THEY were called the Empire Games back then.
It says so on the back of the bronze medal Hugh Cameron brought with him yesterday wrapped in paper. His father's medal.
Mr Cameron's father - also called Hugh Cameron - won his bronze medal in Sydney back in 1938.
The medal he returned with bears the legend: "HM Cameron, Scottish flyweight champion British Empire Games 1938". Mr Cameron spent six weeks on a boat to get to Australia just to compete.
Yesterday, his son got the chance to add his own piece of Commonwealth Games history to the family story by carrying the baton in Greenock. But then it's not just his father who has Commonwealth Games history. "It's carrying on a family tradition," Mr Cameron, 49, admitted. "Because my brother Ian also boxed in the Games in 1970."

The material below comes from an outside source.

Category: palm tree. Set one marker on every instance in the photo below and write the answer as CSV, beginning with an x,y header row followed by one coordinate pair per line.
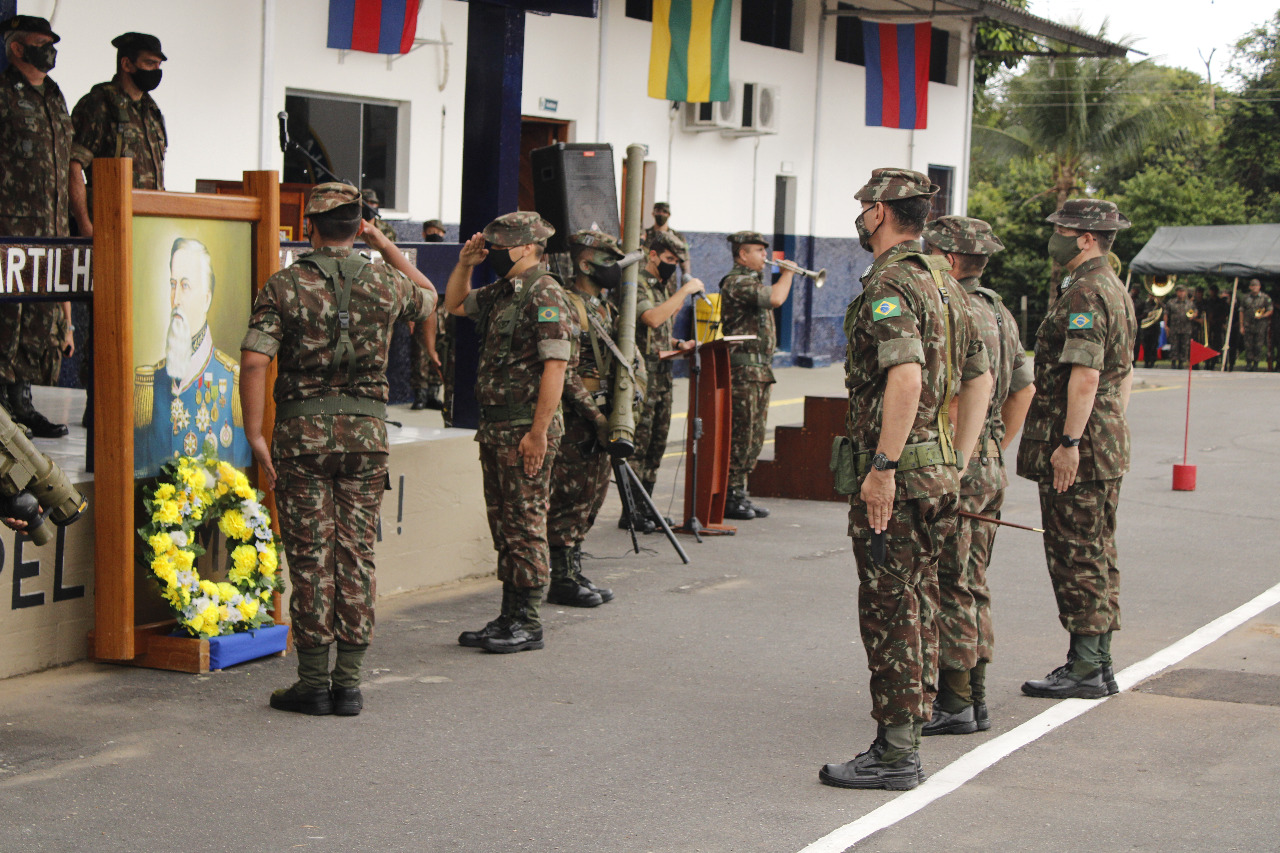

Ian Cameron reached the quarter finals when the Games were first held in Scotland. In doing so he almost matched his father's achievement, going out one round before a guaranteed medal.
Despite that, the 1970 Games in Edinburgh were "really good", Ian Cameron recalled yesterday as he stood beside his brother. But now, he said, it's about Glasgow and this year.
"To have it here is great and everyone seems to be embracing it."
The brothers were in Ravenscraig Stadium, Greenock, yesterday morning, before Hugh Cameron's moment with the baton, supporting baton carriers from Inverclyde Athletics Club. Mr Cameron is membership secretary and his brother Ian is vice-president. Sport is in their blood. They have the medal to prove it.
But Hugh Cameron senior has one more claim to fame, it seems. "If you look at the Pogues' Peace and Love album, the boxer on the front is my father," Hugh Cameron revealed. "[On the album cover] he's got 'love' and 'peace' on his knuckles. My father didn't have that. They've drawn it on."
No-one, though, can erase the mark the Cameron family has already made.